Second, bear in mind the possible consequences of penetrating the roof shingles and sheathing. If you'd rather not bore access holes for the collectors' supply and return pipes (or purchase special flashing for such installations), it may be just as easy to route the plumbing around the roof overhang and enter through the top of the siding. In any event, you'll want to treat those potential trouble points with silicone sealant.
Also, keep in mind that there's a limit to how high a pump can deliver fluid at an acceptable flow rate. Ours can circulate several gallons per minute at just over 20 feet of head, so a multistory installation from a basement might tax that particular model. Check the manufacturer's specifications before you buy.
Safety can't be ignored, either. Shut off the power or gas supply to your existing water heater before you turn of the water supply, and don't plug in the controller until you've finished wiring the circuit. Test your closed loop connections by filling the system and topping it off at the air vents before making the heat exchanger reservoir connection to your water heater. When the system's turned on, any leaks in the internal stack tube will eventually become apparent. After you've plumbed the exchanger reservoir in line with vour water heater tank and turned the water supply back on, you can safely reactivate your household water heater.
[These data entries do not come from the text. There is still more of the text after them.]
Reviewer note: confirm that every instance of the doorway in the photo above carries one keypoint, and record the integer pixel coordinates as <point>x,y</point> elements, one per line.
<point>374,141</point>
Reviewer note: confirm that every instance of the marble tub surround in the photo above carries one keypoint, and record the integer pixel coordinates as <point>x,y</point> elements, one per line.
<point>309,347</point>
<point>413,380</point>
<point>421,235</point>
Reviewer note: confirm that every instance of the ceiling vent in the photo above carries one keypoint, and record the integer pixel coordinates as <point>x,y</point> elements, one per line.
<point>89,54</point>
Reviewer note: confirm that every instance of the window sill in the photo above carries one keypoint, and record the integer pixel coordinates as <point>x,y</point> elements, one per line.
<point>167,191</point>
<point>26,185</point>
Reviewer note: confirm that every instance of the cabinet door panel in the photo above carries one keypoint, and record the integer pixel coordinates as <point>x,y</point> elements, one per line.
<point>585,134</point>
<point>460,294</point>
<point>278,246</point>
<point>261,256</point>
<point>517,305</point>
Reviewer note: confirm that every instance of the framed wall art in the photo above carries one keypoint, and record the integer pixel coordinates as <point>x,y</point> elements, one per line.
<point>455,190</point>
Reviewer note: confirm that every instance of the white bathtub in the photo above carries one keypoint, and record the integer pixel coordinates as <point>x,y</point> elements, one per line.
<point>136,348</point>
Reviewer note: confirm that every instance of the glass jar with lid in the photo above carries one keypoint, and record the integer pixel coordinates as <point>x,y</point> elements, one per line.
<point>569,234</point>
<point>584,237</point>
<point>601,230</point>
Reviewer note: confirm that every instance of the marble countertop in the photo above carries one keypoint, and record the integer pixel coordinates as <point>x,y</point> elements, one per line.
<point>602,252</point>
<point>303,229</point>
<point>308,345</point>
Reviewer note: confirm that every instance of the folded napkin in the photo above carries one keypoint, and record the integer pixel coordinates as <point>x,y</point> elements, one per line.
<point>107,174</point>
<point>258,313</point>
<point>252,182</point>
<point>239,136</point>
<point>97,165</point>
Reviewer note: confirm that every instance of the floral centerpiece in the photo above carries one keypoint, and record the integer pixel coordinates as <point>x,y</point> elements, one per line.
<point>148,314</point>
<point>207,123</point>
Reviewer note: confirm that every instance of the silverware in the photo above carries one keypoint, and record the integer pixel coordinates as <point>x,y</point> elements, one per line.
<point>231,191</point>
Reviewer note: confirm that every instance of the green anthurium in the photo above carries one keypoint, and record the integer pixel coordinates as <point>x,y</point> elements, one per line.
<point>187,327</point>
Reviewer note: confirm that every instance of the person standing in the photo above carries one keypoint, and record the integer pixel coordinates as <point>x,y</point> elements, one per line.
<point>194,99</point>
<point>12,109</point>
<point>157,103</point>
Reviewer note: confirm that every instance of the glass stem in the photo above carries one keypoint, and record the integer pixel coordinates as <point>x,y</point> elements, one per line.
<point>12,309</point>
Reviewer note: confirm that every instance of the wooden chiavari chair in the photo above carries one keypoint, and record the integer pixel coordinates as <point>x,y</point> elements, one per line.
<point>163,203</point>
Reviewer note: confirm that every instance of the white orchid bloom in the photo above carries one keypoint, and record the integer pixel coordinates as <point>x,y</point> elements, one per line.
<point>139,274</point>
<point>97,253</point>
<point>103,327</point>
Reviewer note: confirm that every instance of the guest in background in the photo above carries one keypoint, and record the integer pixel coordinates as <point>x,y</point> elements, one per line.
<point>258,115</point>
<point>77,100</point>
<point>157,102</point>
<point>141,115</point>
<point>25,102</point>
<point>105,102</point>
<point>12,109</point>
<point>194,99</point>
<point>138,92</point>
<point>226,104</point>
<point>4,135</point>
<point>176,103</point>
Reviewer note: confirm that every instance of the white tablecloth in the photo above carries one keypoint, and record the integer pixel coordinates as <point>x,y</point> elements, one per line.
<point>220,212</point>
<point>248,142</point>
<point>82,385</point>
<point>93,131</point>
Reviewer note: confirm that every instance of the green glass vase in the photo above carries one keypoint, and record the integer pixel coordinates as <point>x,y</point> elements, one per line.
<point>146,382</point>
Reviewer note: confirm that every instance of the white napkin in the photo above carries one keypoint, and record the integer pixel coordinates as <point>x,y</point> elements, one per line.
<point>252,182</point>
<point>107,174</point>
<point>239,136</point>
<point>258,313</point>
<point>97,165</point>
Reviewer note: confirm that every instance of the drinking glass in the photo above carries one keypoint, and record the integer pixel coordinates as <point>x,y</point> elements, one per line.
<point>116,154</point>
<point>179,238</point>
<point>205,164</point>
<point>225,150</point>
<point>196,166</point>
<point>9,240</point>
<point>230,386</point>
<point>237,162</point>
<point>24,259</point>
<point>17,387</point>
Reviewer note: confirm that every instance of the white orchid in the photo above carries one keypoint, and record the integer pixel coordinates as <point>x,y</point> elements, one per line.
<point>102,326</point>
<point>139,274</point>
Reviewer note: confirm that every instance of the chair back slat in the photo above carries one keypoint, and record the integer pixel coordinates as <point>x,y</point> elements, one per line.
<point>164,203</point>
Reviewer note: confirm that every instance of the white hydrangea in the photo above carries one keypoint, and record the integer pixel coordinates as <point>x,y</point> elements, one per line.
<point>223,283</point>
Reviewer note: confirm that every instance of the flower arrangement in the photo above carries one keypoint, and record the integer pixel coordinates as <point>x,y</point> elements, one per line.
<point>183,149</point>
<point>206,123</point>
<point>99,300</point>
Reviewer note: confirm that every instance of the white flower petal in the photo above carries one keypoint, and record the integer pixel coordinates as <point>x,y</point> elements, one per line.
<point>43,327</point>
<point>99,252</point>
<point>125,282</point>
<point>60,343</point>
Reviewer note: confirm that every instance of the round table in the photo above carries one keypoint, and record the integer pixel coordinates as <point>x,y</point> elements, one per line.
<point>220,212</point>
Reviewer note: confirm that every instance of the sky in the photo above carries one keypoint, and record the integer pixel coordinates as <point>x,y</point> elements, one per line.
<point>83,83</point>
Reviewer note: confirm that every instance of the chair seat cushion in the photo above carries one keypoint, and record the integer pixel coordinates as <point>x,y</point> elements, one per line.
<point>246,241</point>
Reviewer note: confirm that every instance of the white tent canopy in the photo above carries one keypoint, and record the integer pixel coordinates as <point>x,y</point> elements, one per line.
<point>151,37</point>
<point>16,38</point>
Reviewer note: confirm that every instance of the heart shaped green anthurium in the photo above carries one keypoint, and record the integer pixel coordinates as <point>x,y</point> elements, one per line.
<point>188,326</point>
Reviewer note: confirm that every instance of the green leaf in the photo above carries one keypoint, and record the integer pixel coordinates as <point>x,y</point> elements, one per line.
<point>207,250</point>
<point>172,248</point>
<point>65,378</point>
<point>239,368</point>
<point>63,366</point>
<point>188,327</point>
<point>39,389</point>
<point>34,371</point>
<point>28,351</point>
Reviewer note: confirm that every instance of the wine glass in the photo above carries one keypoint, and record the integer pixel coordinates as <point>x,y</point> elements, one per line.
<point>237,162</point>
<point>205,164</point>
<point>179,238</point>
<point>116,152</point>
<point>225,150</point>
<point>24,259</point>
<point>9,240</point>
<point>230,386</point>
Finally, take the time to insulate your plumbing properly. Heat loss can be significant inside the structure as well as outside — especially at the exchanger reservoir, which has a large surface area.
We'll admit that this may not be the most sophisticated solar hot water system ever devised, but it certainly does represent a comfortable and affordable blend of commercial and home-grown technology — and that's part of what doing it yourself is all about!